Куда ты скачешь, гордый конь,
И где опустишь ты копыта?
Это батюшковский конь, «живой, пламенный» и скачущий вперед.
О мощный властелин судьбы!
Не так ли ты над самой бездной
На высоте уздой железной
Россию поднял на дыбы?
Это развитие — с полемическими коррективами — и замечания Вяземского, и концепции Мицкевича; «точка зрения» Батюшкова выступает как корректирующее начало (конь скачет вперед; он не одолел всадника, а остановлен им «над самой бездной»). «Чужое слово» и чужие «точки зрения» присутствуют здесь в снятом виде. Но, быть может, самое показательное — то, что «Прогулка в Академию художеств» отражается прямыми реминисценциями во вступлении к «Медному всаднику» с апофеозом Петербурга, — и это, с нашей точки зрения, оказывается довольно сильным дополнительным аргументом в пользу предположения, что статья Батюшкова была одной из отправных точек для «Памятника Петру Великому», концепция которого зарождалась в каких-то своих чертах уже при личном общении Пушкина и Мицкевича в 1828 г.[94]
4. «Водопад тирании»
Символическая художественная тема снега и льда, безлюдной белой пустыни — одна из сквозных в «Отрывке из III части „Дзядов“». На ней построена «Дорога в Россию», где впервые намечается образ скованного льдом моря. Ветер беснуется в снежных полях, море снега («morze śniegów»), взметенное вихрем, поднимается со своего ложа и снова падает, как будто внезапно окаменело («jakby nagle skameniałe»), огромной белой безжизненной массой. Над этими стихами (44–47) Мицкевич работал особенно тщательно; в ранней редакции лавина снега («fala śniegów») сравнивалась с окаменевшим морем («jak gdyby morze skameniałe»)[95]. По этим пространствам летит повозка изгнанника. Это отдаленная вариация мотивов знаменитой 10-й элегии из III книги «Tristia» Овидия. «Лед» и «снег», окружающие поэта, у Овидия тоже особая, символическая пейзажная тема[96] — и так же связанная с темой чужбины, враждебной ссыльному; в этой элегии мы находим и упоминание о Борее, оледеняющем снег, так что он делается вечным («Nix iacet, et iactam ne sol pluviaeque resolvant, Indurat Boreas perpetuamque facit» — ст. 13–14), и классический образ скованного льдом моря («Vidimus irrigen-tem glacie consistere pontum…» — ст. 36 и след.). Ассоциации приходили естественно и, конечно, поддерживались общением с Пушкиным, для которого Овидий был особой биографически-художественной темой; вспомним, что как раз в период их первоначального знакомства выходят из печати «Цыганы» (1827) — поэма, которую Мицкевич считал выдающимся произведением[97], а несколько ранее (1826) — «Стихотворения Александра Пушкина», где было перепечатано послание «К Овидию». И в «Цыганах», и в послании Пушкин опирался на упомянутые нами стихи из 10-й «печальной элегии»; отрывок об Овидии, кстати, был до выхода отдельного издания «Цыган» опубликован в «Северных цветах на 1826 год».

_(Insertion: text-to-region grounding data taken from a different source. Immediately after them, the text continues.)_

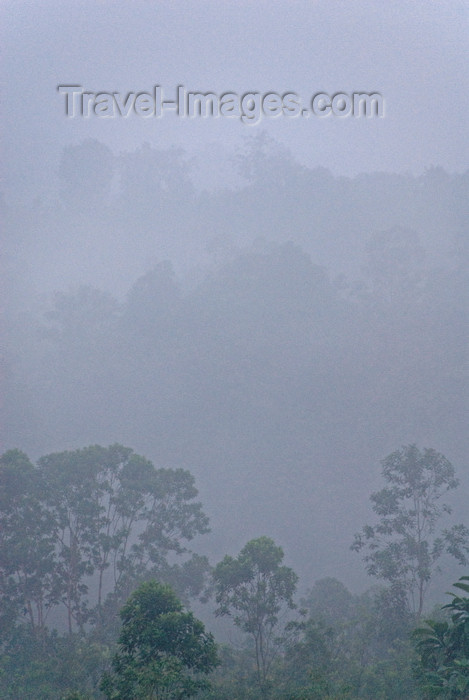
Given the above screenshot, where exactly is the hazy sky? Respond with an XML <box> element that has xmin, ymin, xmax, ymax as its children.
<box><xmin>2</xmin><ymin>0</ymin><xmax>468</xmax><ymax>201</ymax></box>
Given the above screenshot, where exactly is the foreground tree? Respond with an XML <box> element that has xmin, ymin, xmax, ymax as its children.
<box><xmin>100</xmin><ymin>580</ymin><xmax>218</xmax><ymax>699</ymax></box>
<box><xmin>352</xmin><ymin>445</ymin><xmax>469</xmax><ymax>617</ymax></box>
<box><xmin>213</xmin><ymin>536</ymin><xmax>298</xmax><ymax>698</ymax></box>
<box><xmin>413</xmin><ymin>575</ymin><xmax>469</xmax><ymax>698</ymax></box>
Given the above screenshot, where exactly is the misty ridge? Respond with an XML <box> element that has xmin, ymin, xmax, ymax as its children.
<box><xmin>2</xmin><ymin>135</ymin><xmax>468</xmax><ymax>592</ymax></box>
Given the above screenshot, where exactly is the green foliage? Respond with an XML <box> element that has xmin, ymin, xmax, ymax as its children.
<box><xmin>352</xmin><ymin>445</ymin><xmax>469</xmax><ymax>616</ymax></box>
<box><xmin>0</xmin><ymin>626</ymin><xmax>108</xmax><ymax>699</ymax></box>
<box><xmin>413</xmin><ymin>575</ymin><xmax>469</xmax><ymax>698</ymax></box>
<box><xmin>100</xmin><ymin>580</ymin><xmax>219</xmax><ymax>699</ymax></box>
<box><xmin>0</xmin><ymin>444</ymin><xmax>212</xmax><ymax>698</ymax></box>
<box><xmin>196</xmin><ymin>644</ymin><xmax>267</xmax><ymax>700</ymax></box>
<box><xmin>213</xmin><ymin>536</ymin><xmax>298</xmax><ymax>696</ymax></box>
<box><xmin>276</xmin><ymin>581</ymin><xmax>419</xmax><ymax>700</ymax></box>
<box><xmin>0</xmin><ymin>444</ymin><xmax>210</xmax><ymax>641</ymax></box>
<box><xmin>301</xmin><ymin>578</ymin><xmax>353</xmax><ymax>626</ymax></box>
<box><xmin>3</xmin><ymin>440</ymin><xmax>466</xmax><ymax>700</ymax></box>
<box><xmin>0</xmin><ymin>449</ymin><xmax>57</xmax><ymax>638</ymax></box>
<box><xmin>197</xmin><ymin>577</ymin><xmax>420</xmax><ymax>700</ymax></box>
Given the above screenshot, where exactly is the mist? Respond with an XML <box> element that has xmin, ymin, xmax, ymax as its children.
<box><xmin>3</xmin><ymin>138</ymin><xmax>468</xmax><ymax>592</ymax></box>
<box><xmin>1</xmin><ymin>2</ymin><xmax>468</xmax><ymax>698</ymax></box>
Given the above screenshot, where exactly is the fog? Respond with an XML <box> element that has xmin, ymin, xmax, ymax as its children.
<box><xmin>1</xmin><ymin>0</ymin><xmax>468</xmax><ymax>647</ymax></box>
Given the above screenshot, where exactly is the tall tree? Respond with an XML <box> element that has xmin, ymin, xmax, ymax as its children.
<box><xmin>38</xmin><ymin>447</ymin><xmax>106</xmax><ymax>634</ymax></box>
<box><xmin>352</xmin><ymin>445</ymin><xmax>469</xmax><ymax>617</ymax></box>
<box><xmin>0</xmin><ymin>449</ymin><xmax>57</xmax><ymax>639</ymax></box>
<box><xmin>0</xmin><ymin>444</ymin><xmax>210</xmax><ymax>638</ymax></box>
<box><xmin>213</xmin><ymin>536</ymin><xmax>298</xmax><ymax>698</ymax></box>
<box><xmin>38</xmin><ymin>445</ymin><xmax>210</xmax><ymax>634</ymax></box>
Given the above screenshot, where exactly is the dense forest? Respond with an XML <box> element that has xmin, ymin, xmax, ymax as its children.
<box><xmin>1</xmin><ymin>442</ymin><xmax>468</xmax><ymax>698</ymax></box>
<box><xmin>3</xmin><ymin>0</ymin><xmax>467</xmax><ymax>695</ymax></box>
<box><xmin>2</xmin><ymin>142</ymin><xmax>468</xmax><ymax>594</ymax></box>
<box><xmin>1</xmin><ymin>141</ymin><xmax>468</xmax><ymax>697</ymax></box>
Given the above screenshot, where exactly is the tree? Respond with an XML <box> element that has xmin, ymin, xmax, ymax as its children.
<box><xmin>100</xmin><ymin>580</ymin><xmax>218</xmax><ymax>700</ymax></box>
<box><xmin>0</xmin><ymin>444</ymin><xmax>210</xmax><ymax>640</ymax></box>
<box><xmin>413</xmin><ymin>575</ymin><xmax>469</xmax><ymax>698</ymax></box>
<box><xmin>0</xmin><ymin>449</ymin><xmax>57</xmax><ymax>640</ymax></box>
<box><xmin>301</xmin><ymin>578</ymin><xmax>354</xmax><ymax>627</ymax></box>
<box><xmin>277</xmin><ymin>578</ymin><xmax>419</xmax><ymax>700</ymax></box>
<box><xmin>212</xmin><ymin>536</ymin><xmax>298</xmax><ymax>697</ymax></box>
<box><xmin>59</xmin><ymin>138</ymin><xmax>115</xmax><ymax>206</ymax></box>
<box><xmin>38</xmin><ymin>447</ymin><xmax>106</xmax><ymax>634</ymax></box>
<box><xmin>37</xmin><ymin>444</ymin><xmax>210</xmax><ymax>635</ymax></box>
<box><xmin>0</xmin><ymin>624</ymin><xmax>108</xmax><ymax>700</ymax></box>
<box><xmin>352</xmin><ymin>445</ymin><xmax>469</xmax><ymax>617</ymax></box>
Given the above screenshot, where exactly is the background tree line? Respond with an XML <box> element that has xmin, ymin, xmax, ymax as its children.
<box><xmin>3</xmin><ymin>144</ymin><xmax>468</xmax><ymax>597</ymax></box>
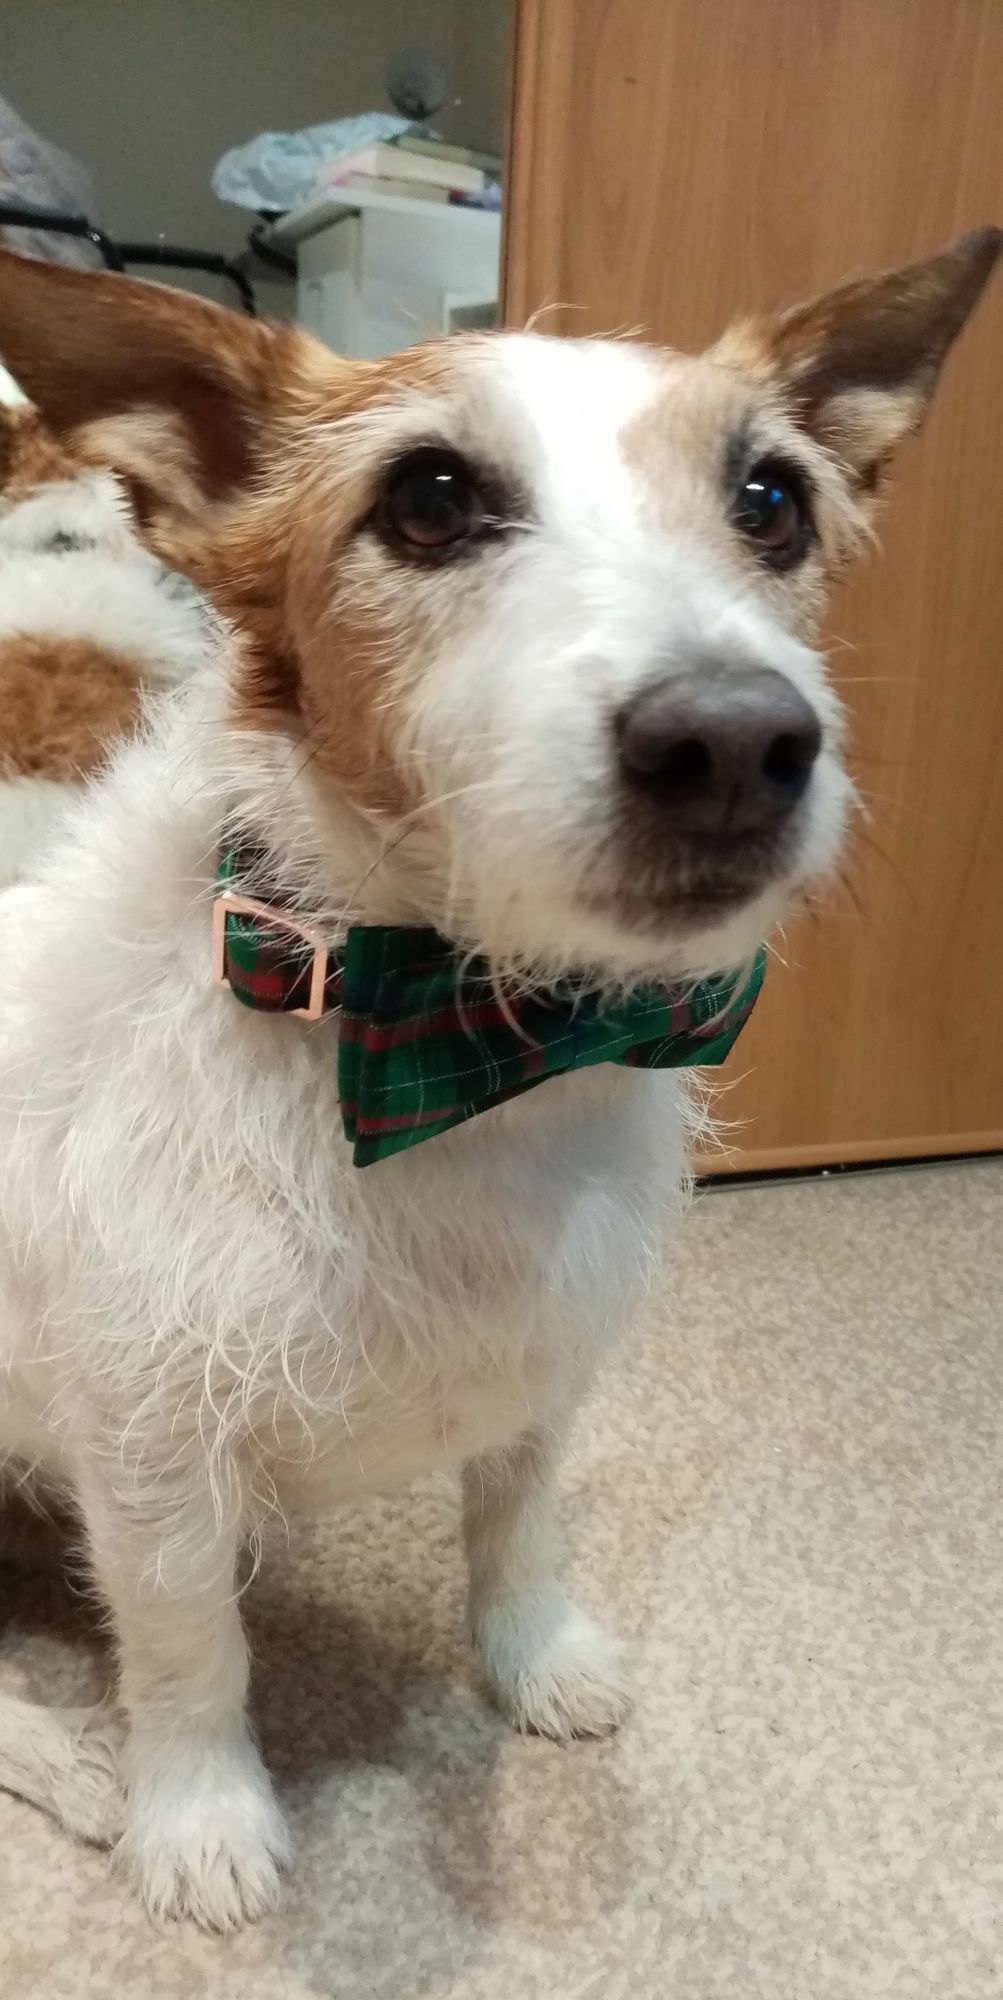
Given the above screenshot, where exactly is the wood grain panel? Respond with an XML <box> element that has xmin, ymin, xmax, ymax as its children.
<box><xmin>505</xmin><ymin>0</ymin><xmax>1003</xmax><ymax>1168</ymax></box>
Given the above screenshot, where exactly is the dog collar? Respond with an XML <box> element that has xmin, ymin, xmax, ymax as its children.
<box><xmin>212</xmin><ymin>844</ymin><xmax>766</xmax><ymax>1169</ymax></box>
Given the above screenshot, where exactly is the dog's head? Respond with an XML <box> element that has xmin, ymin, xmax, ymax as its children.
<box><xmin>0</xmin><ymin>233</ymin><xmax>996</xmax><ymax>982</ymax></box>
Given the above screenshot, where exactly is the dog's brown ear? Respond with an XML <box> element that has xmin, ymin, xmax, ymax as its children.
<box><xmin>716</xmin><ymin>228</ymin><xmax>1002</xmax><ymax>485</ymax></box>
<box><xmin>0</xmin><ymin>248</ymin><xmax>279</xmax><ymax>505</ymax></box>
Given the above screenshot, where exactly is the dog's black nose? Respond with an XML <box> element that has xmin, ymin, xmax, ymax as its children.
<box><xmin>616</xmin><ymin>668</ymin><xmax>822</xmax><ymax>833</ymax></box>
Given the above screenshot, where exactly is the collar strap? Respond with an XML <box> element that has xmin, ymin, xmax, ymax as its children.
<box><xmin>213</xmin><ymin>844</ymin><xmax>766</xmax><ymax>1168</ymax></box>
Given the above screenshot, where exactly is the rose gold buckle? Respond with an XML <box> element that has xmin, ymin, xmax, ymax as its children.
<box><xmin>212</xmin><ymin>890</ymin><xmax>331</xmax><ymax>1023</ymax></box>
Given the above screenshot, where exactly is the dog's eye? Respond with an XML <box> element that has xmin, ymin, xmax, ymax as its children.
<box><xmin>376</xmin><ymin>449</ymin><xmax>486</xmax><ymax>558</ymax></box>
<box><xmin>734</xmin><ymin>461</ymin><xmax>810</xmax><ymax>569</ymax></box>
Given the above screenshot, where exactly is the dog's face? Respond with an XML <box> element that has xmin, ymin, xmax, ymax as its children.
<box><xmin>0</xmin><ymin>231</ymin><xmax>996</xmax><ymax>982</ymax></box>
<box><xmin>261</xmin><ymin>332</ymin><xmax>860</xmax><ymax>982</ymax></box>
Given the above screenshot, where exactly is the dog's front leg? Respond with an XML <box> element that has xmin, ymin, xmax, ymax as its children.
<box><xmin>79</xmin><ymin>1469</ymin><xmax>291</xmax><ymax>1930</ymax></box>
<box><xmin>463</xmin><ymin>1428</ymin><xmax>631</xmax><ymax>1740</ymax></box>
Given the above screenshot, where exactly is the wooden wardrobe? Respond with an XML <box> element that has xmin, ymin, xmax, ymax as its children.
<box><xmin>502</xmin><ymin>0</ymin><xmax>1003</xmax><ymax>1170</ymax></box>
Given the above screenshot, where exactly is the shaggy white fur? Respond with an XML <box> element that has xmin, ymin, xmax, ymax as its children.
<box><xmin>0</xmin><ymin>669</ymin><xmax>693</xmax><ymax>1922</ymax></box>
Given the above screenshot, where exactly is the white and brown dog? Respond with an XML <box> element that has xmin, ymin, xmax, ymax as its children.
<box><xmin>0</xmin><ymin>365</ymin><xmax>211</xmax><ymax>887</ymax></box>
<box><xmin>0</xmin><ymin>233</ymin><xmax>997</xmax><ymax>1928</ymax></box>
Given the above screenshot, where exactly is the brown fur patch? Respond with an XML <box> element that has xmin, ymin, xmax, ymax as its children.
<box><xmin>713</xmin><ymin>230</ymin><xmax>1002</xmax><ymax>475</ymax></box>
<box><xmin>619</xmin><ymin>350</ymin><xmax>866</xmax><ymax>640</ymax></box>
<box><xmin>757</xmin><ymin>229</ymin><xmax>1000</xmax><ymax>394</ymax></box>
<box><xmin>74</xmin><ymin>410</ymin><xmax>205</xmax><ymax>528</ymax></box>
<box><xmin>202</xmin><ymin>337</ymin><xmax>454</xmax><ymax>821</ymax></box>
<box><xmin>0</xmin><ymin>405</ymin><xmax>79</xmax><ymax>498</ymax></box>
<box><xmin>287</xmin><ymin>595</ymin><xmax>420</xmax><ymax>821</ymax></box>
<box><xmin>0</xmin><ymin>248</ymin><xmax>275</xmax><ymax>499</ymax></box>
<box><xmin>0</xmin><ymin>256</ymin><xmax>460</xmax><ymax>822</ymax></box>
<box><xmin>0</xmin><ymin>632</ymin><xmax>142</xmax><ymax>779</ymax></box>
<box><xmin>620</xmin><ymin>354</ymin><xmax>757</xmax><ymax>506</ymax></box>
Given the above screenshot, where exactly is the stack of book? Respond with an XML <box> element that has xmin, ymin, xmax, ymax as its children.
<box><xmin>315</xmin><ymin>133</ymin><xmax>502</xmax><ymax>207</ymax></box>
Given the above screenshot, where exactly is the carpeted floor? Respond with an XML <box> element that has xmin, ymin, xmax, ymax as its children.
<box><xmin>2</xmin><ymin>1161</ymin><xmax>1001</xmax><ymax>1999</ymax></box>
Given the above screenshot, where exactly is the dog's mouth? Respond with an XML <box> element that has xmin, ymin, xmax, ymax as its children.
<box><xmin>584</xmin><ymin>821</ymin><xmax>799</xmax><ymax>936</ymax></box>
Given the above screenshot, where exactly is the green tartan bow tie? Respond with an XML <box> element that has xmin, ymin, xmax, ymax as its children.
<box><xmin>213</xmin><ymin>846</ymin><xmax>766</xmax><ymax>1169</ymax></box>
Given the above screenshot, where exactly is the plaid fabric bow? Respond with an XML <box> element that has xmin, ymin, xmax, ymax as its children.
<box><xmin>214</xmin><ymin>848</ymin><xmax>766</xmax><ymax>1168</ymax></box>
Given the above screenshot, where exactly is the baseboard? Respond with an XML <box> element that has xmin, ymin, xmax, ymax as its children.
<box><xmin>698</xmin><ymin>1132</ymin><xmax>1003</xmax><ymax>1178</ymax></box>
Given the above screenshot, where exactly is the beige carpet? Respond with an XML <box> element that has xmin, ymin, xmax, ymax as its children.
<box><xmin>2</xmin><ymin>1161</ymin><xmax>1002</xmax><ymax>1999</ymax></box>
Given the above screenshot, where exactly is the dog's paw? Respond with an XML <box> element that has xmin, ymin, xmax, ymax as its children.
<box><xmin>474</xmin><ymin>1591</ymin><xmax>633</xmax><ymax>1741</ymax></box>
<box><xmin>118</xmin><ymin>1754</ymin><xmax>293</xmax><ymax>1931</ymax></box>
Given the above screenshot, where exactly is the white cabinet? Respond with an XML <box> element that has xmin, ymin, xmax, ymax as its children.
<box><xmin>268</xmin><ymin>186</ymin><xmax>502</xmax><ymax>358</ymax></box>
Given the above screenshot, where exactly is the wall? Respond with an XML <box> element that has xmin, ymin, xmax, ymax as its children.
<box><xmin>3</xmin><ymin>0</ymin><xmax>509</xmax><ymax>307</ymax></box>
<box><xmin>451</xmin><ymin>0</ymin><xmax>512</xmax><ymax>167</ymax></box>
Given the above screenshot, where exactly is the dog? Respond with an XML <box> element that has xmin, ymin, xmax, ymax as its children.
<box><xmin>0</xmin><ymin>364</ymin><xmax>212</xmax><ymax>888</ymax></box>
<box><xmin>0</xmin><ymin>231</ymin><xmax>996</xmax><ymax>1929</ymax></box>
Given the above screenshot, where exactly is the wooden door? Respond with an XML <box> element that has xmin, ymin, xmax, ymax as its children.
<box><xmin>504</xmin><ymin>0</ymin><xmax>1003</xmax><ymax>1169</ymax></box>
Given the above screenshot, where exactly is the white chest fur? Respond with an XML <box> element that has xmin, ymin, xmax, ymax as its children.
<box><xmin>0</xmin><ymin>852</ymin><xmax>687</xmax><ymax>1514</ymax></box>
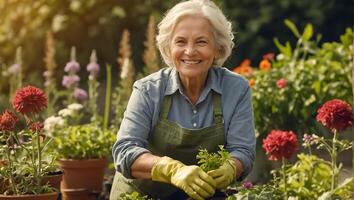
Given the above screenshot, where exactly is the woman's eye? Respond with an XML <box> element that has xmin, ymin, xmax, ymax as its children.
<box><xmin>197</xmin><ymin>40</ymin><xmax>207</xmax><ymax>44</ymax></box>
<box><xmin>175</xmin><ymin>40</ymin><xmax>185</xmax><ymax>44</ymax></box>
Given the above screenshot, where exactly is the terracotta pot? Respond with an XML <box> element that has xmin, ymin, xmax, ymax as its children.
<box><xmin>42</xmin><ymin>171</ymin><xmax>63</xmax><ymax>191</ymax></box>
<box><xmin>59</xmin><ymin>158</ymin><xmax>106</xmax><ymax>200</ymax></box>
<box><xmin>0</xmin><ymin>192</ymin><xmax>58</xmax><ymax>200</ymax></box>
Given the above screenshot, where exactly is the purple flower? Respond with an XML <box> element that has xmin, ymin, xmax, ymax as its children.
<box><xmin>62</xmin><ymin>75</ymin><xmax>80</xmax><ymax>88</ymax></box>
<box><xmin>242</xmin><ymin>181</ymin><xmax>253</xmax><ymax>189</ymax></box>
<box><xmin>73</xmin><ymin>87</ymin><xmax>88</xmax><ymax>101</ymax></box>
<box><xmin>64</xmin><ymin>60</ymin><xmax>80</xmax><ymax>73</ymax></box>
<box><xmin>86</xmin><ymin>62</ymin><xmax>100</xmax><ymax>76</ymax></box>
<box><xmin>8</xmin><ymin>64</ymin><xmax>20</xmax><ymax>74</ymax></box>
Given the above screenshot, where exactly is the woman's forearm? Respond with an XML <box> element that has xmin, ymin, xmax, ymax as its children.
<box><xmin>231</xmin><ymin>157</ymin><xmax>244</xmax><ymax>178</ymax></box>
<box><xmin>131</xmin><ymin>152</ymin><xmax>161</xmax><ymax>179</ymax></box>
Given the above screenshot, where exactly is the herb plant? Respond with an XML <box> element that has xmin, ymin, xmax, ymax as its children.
<box><xmin>196</xmin><ymin>145</ymin><xmax>231</xmax><ymax>172</ymax></box>
<box><xmin>120</xmin><ymin>192</ymin><xmax>152</xmax><ymax>200</ymax></box>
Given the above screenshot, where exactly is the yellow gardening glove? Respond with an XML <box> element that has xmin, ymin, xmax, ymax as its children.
<box><xmin>151</xmin><ymin>156</ymin><xmax>216</xmax><ymax>200</ymax></box>
<box><xmin>207</xmin><ymin>160</ymin><xmax>236</xmax><ymax>189</ymax></box>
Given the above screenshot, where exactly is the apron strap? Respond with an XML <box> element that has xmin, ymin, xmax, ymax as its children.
<box><xmin>160</xmin><ymin>92</ymin><xmax>223</xmax><ymax>124</ymax></box>
<box><xmin>161</xmin><ymin>95</ymin><xmax>172</xmax><ymax>119</ymax></box>
<box><xmin>213</xmin><ymin>92</ymin><xmax>223</xmax><ymax>124</ymax></box>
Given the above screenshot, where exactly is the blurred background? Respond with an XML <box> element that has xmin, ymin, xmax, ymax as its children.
<box><xmin>0</xmin><ymin>0</ymin><xmax>352</xmax><ymax>88</ymax></box>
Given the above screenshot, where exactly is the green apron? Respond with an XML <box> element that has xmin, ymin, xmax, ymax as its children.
<box><xmin>110</xmin><ymin>92</ymin><xmax>225</xmax><ymax>200</ymax></box>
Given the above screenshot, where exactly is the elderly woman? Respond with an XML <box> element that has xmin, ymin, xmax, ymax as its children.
<box><xmin>110</xmin><ymin>0</ymin><xmax>256</xmax><ymax>199</ymax></box>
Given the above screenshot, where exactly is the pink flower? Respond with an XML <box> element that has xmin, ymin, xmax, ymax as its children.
<box><xmin>74</xmin><ymin>88</ymin><xmax>88</xmax><ymax>101</ymax></box>
<box><xmin>262</xmin><ymin>53</ymin><xmax>275</xmax><ymax>60</ymax></box>
<box><xmin>64</xmin><ymin>60</ymin><xmax>80</xmax><ymax>73</ymax></box>
<box><xmin>12</xmin><ymin>86</ymin><xmax>48</xmax><ymax>115</ymax></box>
<box><xmin>62</xmin><ymin>75</ymin><xmax>80</xmax><ymax>88</ymax></box>
<box><xmin>276</xmin><ymin>79</ymin><xmax>288</xmax><ymax>89</ymax></box>
<box><xmin>0</xmin><ymin>110</ymin><xmax>18</xmax><ymax>131</ymax></box>
<box><xmin>86</xmin><ymin>62</ymin><xmax>100</xmax><ymax>76</ymax></box>
<box><xmin>316</xmin><ymin>99</ymin><xmax>353</xmax><ymax>132</ymax></box>
<box><xmin>242</xmin><ymin>181</ymin><xmax>253</xmax><ymax>189</ymax></box>
<box><xmin>8</xmin><ymin>64</ymin><xmax>20</xmax><ymax>74</ymax></box>
<box><xmin>262</xmin><ymin>130</ymin><xmax>298</xmax><ymax>161</ymax></box>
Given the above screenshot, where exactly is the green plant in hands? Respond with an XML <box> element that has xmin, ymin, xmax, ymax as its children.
<box><xmin>120</xmin><ymin>192</ymin><xmax>152</xmax><ymax>200</ymax></box>
<box><xmin>196</xmin><ymin>145</ymin><xmax>231</xmax><ymax>172</ymax></box>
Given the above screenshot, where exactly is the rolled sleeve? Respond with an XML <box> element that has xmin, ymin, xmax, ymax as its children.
<box><xmin>226</xmin><ymin>84</ymin><xmax>256</xmax><ymax>180</ymax></box>
<box><xmin>112</xmin><ymin>83</ymin><xmax>153</xmax><ymax>178</ymax></box>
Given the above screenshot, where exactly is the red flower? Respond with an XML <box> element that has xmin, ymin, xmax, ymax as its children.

Трудно сказать, бывал ли Овидий предметом литературных бесед двух поэтов-изгнанников, посетивших почти одни и те же места юга России, поблизости от предполагаемого места ссылки и захоронения Овидия[98]. Уже одни биографические аналогии делают такое предположение вполне вероятным. Добавим к этому, что и Пушкин, и Мицкевич специально интересовались Овидием и как поэтом, и как исторической личностью; Мицкевич, как известно, хорошо знал элегии римского поэта в подлиннике и переводил их, намереваясь вместе с Ежовским издать антологию латинских классиков на польском языке[99].